The EAST program has set a new standard for tying in student-led technology and creativity with agriculture, and with that, a fully operational chicken coop was built near the school’s garden at the front of the building, according to a news release.
The chickens who call this space home were raised through the Arkansas 4H program under the guidance of EAST facilitator and district 4H adviser Aspen Ham, the Sentinel-Record reported.
The school partnered with Garland County 4H adviser Linda Bates, who explained the agricultural opportunities through the program and helped secure a donation of eggs and incubators for the students.
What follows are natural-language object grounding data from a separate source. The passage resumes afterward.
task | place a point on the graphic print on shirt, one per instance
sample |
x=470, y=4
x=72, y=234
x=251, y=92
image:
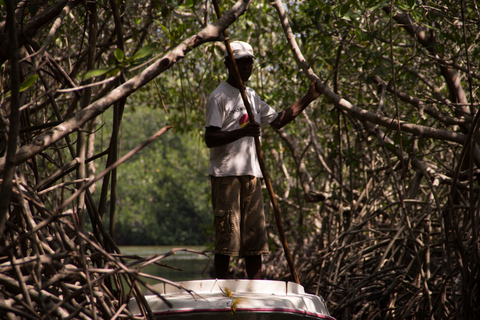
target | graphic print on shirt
x=243, y=120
“We incubated a few of them,” said Isaac Booth, an eighth-grader. “Most of the older ones, the bigger ones, we incubated from eggs and they hatched, so those are the originals. Then some other ones, we bought when they were small.”
The students got the eggs in February, he said, and the first chickens hatched shortly after the EAST Conference in March.
During the incubation period, students developed a plan for the chickens and an eventual business plan for selling the eggs to staff and parents of the school district. Thirty-four of the 36 eggs hatched.
“Originally, we wanted to let them grow up and bring them to the fairgrounds, see how they did there, and now that that’s passed we’re going to start making it more into an EAST project instead of a 4H project,” Booth said. “It will still remain in 4H, but we’re going to start doing things like which ways are better for feeders and waterers.”
Booth said over the summer, different students came to the school to care for the chickens.
Booth, along with eighth-graders Dallas Mitchell and Sloane Nutt, had very little experience raising chickens before this project, but have all grown attached to their feathered friends.
Ham said watching the students connect with the baby chickens last spring was interesting to see.
“When we were in the classroom, they’d be doing EAST projects and everybody would have a chicken at their desk while they were typing,” she said. “It was kind of funny. It’s definitely taught them a lot about leadership, for sure, and that you definitely can’t not do what your responsibilities are.”
Ham said the school has gotten attached to the chickens as well with several classes visiting the chickens for different projects, including the art classes.
Mitchell said before settling on their current coop location, the class moved the chickens around a lot. According to the release, students worked to keep out pests like area raccoons and used online programs to track bird data related to health, eating practices, and routine checkups for health and maintenance of the grounds.
The chickens in the EAST program took home 11 ribbons during the Garland County Fair last month – five first place ribbons, five second place and one third place. To receive ribbons, the chickens must be healthy in their body weight and overall appearance, correct and bright in color, and properly cleaned and prepared for showing by their owners.